Conservation Status:  Populations are increasing, as they are becoming immune to the myxomatosis virus. Rabbits become sexually mature after just four months and breed rapidly, so they can readily replace themselves.


Other points to note:

The European rabbit in the wild occupies open landscapes such as fields, parks, and gardens. Drive anywhere in the UK countryside and you are likely to see a rabbit, feeding on the side of the road and playing dodgems with the traffic or feeding peacefully in the open fields. You will come across rabbits of all ages and it is not uncommon to see a number of young rabbits together feeding or chasing each other. They are inquisitive creatures and when approached will stay completely still. But don't be fooled they may look like they are unaware of what is going on around them, but that is not they case, if something should occur like a bird of prey fly over, they will scatter and fast.

They are considered a pest by many and can do a lot of damage in fields and on railway embankments where they decide to build their warrens. And for this reason various methods have been used to destroy local populations such as gassing, barriers (fences), shooting, snaring and ferreting have been used to try to control populations.

Rabbits are known by many names. Young rabbits are known by the names bunny, kit, or kitten. A male rabbit is called a buck, and a female rabbit is called a doe. A group of rabbits is known as a colony or a nest. They are affectionately know by the pet name 'bunny', 'bunnies' or 'bunny rabbit'.

Their reproductive abilities led to the phrase 'breeding like rabbits'.
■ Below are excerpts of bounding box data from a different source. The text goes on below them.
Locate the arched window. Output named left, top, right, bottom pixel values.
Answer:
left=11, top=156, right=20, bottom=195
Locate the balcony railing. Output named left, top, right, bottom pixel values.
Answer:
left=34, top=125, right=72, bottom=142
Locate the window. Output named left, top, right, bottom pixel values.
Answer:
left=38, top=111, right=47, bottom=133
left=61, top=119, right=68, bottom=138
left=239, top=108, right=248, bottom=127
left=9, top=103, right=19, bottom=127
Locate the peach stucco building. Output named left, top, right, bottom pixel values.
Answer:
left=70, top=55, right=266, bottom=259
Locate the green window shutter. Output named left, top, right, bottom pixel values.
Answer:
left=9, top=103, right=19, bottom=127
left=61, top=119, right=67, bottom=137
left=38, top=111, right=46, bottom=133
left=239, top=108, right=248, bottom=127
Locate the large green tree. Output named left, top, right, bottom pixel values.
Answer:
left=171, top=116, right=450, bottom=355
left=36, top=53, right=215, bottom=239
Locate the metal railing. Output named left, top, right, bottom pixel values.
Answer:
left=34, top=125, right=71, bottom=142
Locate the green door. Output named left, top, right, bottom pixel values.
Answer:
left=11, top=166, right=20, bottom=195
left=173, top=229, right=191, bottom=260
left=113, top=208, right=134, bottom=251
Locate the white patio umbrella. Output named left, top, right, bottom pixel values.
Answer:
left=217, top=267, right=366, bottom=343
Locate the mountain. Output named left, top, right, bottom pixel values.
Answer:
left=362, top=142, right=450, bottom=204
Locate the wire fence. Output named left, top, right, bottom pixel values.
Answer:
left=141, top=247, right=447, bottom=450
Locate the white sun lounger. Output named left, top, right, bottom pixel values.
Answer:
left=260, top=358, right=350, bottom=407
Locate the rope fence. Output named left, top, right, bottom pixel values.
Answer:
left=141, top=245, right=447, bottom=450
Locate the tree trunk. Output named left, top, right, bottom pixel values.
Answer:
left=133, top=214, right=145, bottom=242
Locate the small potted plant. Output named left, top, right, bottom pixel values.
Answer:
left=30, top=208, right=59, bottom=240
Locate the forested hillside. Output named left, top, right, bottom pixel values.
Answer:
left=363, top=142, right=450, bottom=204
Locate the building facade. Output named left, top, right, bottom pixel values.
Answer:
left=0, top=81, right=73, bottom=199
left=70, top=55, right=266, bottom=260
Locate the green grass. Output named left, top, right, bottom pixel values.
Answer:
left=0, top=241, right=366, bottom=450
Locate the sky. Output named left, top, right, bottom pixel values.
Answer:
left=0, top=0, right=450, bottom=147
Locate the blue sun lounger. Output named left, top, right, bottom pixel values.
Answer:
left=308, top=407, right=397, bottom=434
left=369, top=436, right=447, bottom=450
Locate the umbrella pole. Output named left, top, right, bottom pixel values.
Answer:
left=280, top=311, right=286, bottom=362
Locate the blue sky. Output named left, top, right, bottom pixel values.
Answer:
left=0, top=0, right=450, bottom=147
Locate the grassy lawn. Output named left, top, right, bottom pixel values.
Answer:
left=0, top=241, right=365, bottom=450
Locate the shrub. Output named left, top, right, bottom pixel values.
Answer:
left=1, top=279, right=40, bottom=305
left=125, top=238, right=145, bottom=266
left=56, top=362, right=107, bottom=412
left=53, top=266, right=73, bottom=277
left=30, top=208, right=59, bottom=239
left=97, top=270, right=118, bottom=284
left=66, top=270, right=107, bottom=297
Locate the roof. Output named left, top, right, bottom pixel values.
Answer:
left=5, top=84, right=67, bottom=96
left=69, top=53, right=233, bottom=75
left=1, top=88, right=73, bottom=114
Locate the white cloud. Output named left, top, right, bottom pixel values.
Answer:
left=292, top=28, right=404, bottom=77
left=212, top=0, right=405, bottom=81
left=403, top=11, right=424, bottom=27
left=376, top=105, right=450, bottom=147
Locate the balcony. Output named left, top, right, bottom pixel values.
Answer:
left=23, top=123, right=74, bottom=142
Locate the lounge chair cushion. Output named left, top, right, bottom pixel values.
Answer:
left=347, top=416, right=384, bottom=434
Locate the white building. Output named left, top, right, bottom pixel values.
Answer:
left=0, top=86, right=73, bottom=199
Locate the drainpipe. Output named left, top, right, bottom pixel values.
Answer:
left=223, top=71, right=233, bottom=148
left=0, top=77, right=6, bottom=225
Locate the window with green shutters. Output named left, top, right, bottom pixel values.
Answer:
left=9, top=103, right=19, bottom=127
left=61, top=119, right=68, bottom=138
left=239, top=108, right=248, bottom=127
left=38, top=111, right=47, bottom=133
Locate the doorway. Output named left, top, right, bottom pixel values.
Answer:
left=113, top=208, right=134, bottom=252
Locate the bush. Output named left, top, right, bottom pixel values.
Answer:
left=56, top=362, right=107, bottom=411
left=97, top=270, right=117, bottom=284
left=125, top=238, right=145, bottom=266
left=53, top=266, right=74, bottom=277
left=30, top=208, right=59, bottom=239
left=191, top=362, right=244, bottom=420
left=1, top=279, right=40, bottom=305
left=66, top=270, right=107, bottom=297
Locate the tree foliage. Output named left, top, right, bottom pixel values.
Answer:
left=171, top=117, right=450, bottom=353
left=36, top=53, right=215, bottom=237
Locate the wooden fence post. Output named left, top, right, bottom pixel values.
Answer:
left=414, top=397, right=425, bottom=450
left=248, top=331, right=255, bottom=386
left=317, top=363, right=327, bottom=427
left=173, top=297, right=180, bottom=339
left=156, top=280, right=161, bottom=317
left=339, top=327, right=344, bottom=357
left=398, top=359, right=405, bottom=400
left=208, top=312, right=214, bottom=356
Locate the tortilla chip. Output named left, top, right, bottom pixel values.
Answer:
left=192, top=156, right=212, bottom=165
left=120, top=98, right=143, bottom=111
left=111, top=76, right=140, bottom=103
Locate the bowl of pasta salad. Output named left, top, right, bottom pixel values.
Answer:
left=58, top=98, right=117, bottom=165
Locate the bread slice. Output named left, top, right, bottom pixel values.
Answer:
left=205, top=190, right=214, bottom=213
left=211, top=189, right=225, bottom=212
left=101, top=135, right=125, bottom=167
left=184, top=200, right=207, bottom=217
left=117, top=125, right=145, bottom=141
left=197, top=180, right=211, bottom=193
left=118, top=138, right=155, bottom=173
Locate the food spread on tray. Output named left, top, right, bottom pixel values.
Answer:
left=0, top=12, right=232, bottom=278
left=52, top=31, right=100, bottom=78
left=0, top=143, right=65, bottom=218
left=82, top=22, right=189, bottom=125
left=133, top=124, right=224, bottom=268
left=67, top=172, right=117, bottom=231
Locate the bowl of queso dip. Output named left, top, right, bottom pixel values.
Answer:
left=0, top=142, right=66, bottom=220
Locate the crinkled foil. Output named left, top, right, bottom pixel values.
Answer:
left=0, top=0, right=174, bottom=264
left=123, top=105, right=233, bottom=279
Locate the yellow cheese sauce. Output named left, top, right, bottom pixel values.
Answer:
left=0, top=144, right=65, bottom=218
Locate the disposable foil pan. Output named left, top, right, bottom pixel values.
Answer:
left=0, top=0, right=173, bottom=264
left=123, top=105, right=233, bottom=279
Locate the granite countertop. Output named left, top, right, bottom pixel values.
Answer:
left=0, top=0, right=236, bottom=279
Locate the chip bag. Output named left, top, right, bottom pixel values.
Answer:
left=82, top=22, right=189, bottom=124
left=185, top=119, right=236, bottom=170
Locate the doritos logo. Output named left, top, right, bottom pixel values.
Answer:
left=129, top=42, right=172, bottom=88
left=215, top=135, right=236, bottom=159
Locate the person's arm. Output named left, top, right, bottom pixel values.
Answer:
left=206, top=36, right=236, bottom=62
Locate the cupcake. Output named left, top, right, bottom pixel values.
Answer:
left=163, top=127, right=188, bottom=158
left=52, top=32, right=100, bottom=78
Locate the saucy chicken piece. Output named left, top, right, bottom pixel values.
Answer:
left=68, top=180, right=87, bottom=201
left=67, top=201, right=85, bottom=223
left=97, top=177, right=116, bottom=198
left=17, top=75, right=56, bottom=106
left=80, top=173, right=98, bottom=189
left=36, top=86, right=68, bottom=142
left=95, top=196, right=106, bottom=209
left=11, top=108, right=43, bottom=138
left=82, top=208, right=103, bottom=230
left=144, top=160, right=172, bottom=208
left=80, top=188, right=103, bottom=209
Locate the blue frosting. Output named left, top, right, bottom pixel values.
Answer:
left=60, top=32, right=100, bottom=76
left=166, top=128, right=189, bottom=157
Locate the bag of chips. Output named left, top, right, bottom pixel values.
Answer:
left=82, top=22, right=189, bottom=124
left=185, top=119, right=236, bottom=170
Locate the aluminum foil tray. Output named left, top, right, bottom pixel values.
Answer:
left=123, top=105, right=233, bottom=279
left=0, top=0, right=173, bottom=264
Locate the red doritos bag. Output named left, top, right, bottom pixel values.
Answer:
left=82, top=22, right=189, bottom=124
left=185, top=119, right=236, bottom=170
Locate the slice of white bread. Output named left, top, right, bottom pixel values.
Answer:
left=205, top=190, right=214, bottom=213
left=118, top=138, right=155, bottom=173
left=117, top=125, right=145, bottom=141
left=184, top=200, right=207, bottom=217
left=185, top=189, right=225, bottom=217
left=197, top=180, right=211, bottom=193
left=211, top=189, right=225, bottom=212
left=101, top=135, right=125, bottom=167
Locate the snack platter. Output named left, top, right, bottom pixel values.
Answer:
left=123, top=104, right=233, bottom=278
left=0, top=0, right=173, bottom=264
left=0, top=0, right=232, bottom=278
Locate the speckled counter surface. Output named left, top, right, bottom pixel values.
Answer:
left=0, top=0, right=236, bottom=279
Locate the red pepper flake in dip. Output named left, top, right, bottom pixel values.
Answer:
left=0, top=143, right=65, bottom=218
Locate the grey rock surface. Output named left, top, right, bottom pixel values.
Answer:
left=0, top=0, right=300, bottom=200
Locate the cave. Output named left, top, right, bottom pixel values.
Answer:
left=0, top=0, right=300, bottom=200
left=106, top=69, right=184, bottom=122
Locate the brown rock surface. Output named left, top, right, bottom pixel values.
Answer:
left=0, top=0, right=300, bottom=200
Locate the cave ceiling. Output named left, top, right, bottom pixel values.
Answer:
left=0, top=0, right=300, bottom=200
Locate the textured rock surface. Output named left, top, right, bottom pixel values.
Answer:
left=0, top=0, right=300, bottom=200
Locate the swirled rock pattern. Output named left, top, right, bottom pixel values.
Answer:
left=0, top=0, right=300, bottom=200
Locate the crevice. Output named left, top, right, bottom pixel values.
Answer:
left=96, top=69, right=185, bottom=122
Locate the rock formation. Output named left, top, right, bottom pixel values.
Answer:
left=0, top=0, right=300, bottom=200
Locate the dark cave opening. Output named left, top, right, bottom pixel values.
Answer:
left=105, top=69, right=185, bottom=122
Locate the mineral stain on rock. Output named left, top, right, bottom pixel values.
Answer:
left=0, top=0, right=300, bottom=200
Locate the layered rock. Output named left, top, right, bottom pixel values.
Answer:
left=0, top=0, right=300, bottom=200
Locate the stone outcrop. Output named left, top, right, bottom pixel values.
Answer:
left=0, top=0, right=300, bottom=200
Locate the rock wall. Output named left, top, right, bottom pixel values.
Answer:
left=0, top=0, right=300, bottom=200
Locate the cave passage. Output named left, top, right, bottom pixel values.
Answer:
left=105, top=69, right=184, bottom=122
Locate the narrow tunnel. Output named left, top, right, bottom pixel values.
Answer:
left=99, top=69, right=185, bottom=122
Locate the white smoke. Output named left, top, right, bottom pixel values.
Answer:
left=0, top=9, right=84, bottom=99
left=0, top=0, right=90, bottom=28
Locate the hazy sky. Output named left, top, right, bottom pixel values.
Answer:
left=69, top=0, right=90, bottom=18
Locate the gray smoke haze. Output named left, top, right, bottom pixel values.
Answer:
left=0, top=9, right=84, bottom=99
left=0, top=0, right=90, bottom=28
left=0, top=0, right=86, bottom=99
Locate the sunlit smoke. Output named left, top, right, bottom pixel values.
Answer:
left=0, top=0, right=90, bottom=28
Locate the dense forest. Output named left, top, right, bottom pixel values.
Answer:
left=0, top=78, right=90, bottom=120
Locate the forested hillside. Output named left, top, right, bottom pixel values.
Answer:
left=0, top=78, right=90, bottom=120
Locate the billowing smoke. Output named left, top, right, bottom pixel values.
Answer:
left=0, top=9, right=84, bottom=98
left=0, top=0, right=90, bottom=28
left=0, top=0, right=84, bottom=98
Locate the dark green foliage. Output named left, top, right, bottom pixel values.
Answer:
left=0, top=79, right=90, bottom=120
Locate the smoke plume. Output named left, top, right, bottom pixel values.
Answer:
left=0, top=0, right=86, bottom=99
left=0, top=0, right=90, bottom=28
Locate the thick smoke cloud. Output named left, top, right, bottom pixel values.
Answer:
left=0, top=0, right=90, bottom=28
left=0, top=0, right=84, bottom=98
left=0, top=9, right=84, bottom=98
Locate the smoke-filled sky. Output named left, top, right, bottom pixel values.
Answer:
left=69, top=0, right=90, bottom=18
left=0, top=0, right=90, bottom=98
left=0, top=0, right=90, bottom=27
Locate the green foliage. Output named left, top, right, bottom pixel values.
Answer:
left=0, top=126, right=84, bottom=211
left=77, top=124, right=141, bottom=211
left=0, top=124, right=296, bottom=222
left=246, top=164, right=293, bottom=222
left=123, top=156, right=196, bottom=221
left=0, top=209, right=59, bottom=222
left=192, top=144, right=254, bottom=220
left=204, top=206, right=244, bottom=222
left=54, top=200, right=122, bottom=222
There are many fictional rabbits including Peter Rabbit, the mischievous young rabbit in the Beatrix Potter stories and the White Rabbit in Alice and Wonderland by Lewis Carroll as well as the well known cartoon character Bugs Bunny.

European Rabbit

One final point:

If you are lucky you will get them in your back garden and at a previous house we lived at we had wild rabbits routinely visit our garden where much of it was grass. Mums would bring their offspring into the garden to feed and frolic in the summer sunshine. Living on the side of a steam railway line, where there were many holes in the embankment, and fields on the other side, they would come across the railway into the garden where they knew it was safe, and our borders with shrubs and honeysuckle along the fences would provide shelter if a predator should approach. We would leave out water and they would come and drink, and come quite close to the house so we were able to get many photographs of them, both close up portrait shots and action shots of the young ones chasing each other around the garden, or just trying to keep up with mum as she foraged on the grass. They would also at times hide under our cars out of harms way. Generally they would appear late afternoon and into the early evening during the summer months, when most of the garden was in shade from the hot sun, but we did see them at other times.  All the pictures on this page were taken in our garden.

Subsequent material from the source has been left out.